Saturday, June 19, 2010

There's a reason they call us Hotlanta. It's well over 100degrees by 11am and rising by late afternoon; after the sun goes down, steam rises from the black asphalt and red Georgia clay and condenses into the atmosphere, swirling cool breezes all over the place creating a weird chill; i have to throw a wrap on at night when i walk the dogs.  So basically, it's like English Patient weather.

  On my off days, I've been sunbathing by the swimming pool under the blazing sun. I did my front side yesterday and my backside today.  I can't lay out more than 1.5 hrs at a time despite taking frequent cooling dips into the pool because i start having mirages of palm trees and oil.  Now i'm toootally sun poisoned on both sides. (dizzy, nauseous, freezing cold, in sooo-oooo much pain from the burns).  but it's nothing.  the worst sun poisoning i ever had was after boating all day on Lake Lanier. i almost had to go to the emergency room because i was in so much pain despite pain killers.  I had no idea i was getting fried like a slab of bacon on a griddle because the breeze hits you and the water cools you and you feel so-oo comfortable. And you fall asleep on the deck and nobody warns you because one can't hear humans sizzling nor smell humans burning like one can bacon.

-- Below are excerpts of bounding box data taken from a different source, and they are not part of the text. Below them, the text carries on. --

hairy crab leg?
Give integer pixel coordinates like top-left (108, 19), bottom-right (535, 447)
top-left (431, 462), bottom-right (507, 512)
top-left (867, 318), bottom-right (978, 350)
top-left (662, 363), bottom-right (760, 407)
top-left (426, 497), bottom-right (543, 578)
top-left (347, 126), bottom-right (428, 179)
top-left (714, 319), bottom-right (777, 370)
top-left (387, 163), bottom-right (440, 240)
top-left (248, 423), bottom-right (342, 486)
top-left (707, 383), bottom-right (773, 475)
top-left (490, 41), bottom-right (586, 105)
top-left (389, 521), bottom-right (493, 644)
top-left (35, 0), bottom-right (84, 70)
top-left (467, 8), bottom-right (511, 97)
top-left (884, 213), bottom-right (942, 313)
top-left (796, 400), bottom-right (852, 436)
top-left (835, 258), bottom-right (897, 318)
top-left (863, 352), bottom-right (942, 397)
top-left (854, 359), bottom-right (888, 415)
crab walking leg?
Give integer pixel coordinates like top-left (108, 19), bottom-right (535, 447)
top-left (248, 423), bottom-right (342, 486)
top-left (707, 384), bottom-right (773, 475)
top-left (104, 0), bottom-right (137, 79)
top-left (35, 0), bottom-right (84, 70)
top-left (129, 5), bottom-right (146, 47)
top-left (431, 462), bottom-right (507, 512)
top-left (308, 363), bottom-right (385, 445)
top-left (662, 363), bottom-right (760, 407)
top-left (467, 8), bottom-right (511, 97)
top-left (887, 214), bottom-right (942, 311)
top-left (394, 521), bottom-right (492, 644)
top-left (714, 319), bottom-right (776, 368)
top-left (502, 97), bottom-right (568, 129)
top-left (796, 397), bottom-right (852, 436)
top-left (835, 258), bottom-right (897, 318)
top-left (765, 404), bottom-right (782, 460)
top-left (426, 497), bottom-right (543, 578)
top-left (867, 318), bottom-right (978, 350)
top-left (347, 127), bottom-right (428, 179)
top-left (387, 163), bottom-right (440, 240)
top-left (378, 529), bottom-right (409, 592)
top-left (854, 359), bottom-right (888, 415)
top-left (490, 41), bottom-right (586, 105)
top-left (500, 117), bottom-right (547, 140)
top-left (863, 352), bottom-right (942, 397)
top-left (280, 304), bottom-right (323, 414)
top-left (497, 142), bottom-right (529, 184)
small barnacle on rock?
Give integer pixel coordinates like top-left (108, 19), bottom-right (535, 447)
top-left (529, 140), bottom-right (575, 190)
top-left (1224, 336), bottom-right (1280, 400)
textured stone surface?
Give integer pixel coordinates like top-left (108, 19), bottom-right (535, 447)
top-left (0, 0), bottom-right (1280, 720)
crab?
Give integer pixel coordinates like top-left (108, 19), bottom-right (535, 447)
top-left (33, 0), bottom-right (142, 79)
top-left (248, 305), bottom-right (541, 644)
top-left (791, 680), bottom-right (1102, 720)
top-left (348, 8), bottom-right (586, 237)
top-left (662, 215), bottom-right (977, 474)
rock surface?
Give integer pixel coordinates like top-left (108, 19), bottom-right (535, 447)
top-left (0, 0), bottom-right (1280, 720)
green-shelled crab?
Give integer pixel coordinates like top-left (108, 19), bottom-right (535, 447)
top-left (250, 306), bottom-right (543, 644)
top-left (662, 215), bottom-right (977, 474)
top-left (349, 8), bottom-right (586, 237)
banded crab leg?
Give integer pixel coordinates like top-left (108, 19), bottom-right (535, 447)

Anywhoos, lately i've been considering getting rid of my circle lenses and getting regular human ones.  Today at the pool, some girl asked me how old i was and when i answered 27, she looked stunned and admitted, "i've seen you walking the little pomeranian and i thought you were 19 or something."  (I kinda took it as a compliment and beamed at her.)  I think ppl assume i'm younger than 27 because of my circle lenses.  As you probably already know, circle lenses are iris enlarging contact lenses that make you appear doe-eyed and innocent-ish.  Like Bambi and Puss In Boots.  Since i've decided to break out of my Peter Pan Syndrome, i need to look adultier.  And that is the truthyness (Stephen Colbert, my hero).  So i am going to the eye doctor and getting regular lenses soon.  By the way, i lost my chicken cutlets / stickies.  That's why i never have cleavage or giant boobs because i can't find them.  DARN!  Oh well. 

*EDIT!* I got my hair done today and here it is!  I had majah roots growing in and i went to my sister's hairdresser who is the sweetest cutest girl in the world.  She got me coffee, crackers, and 5 magazines!  AND she didn't make me have a conversation with her while she was foiling away.  (i like closing my eyes and going to sleep).  The chemicals singed off a huge chunk of my hair and it looks like i got a major haircut.  But it's ok, because it singed it off in layers.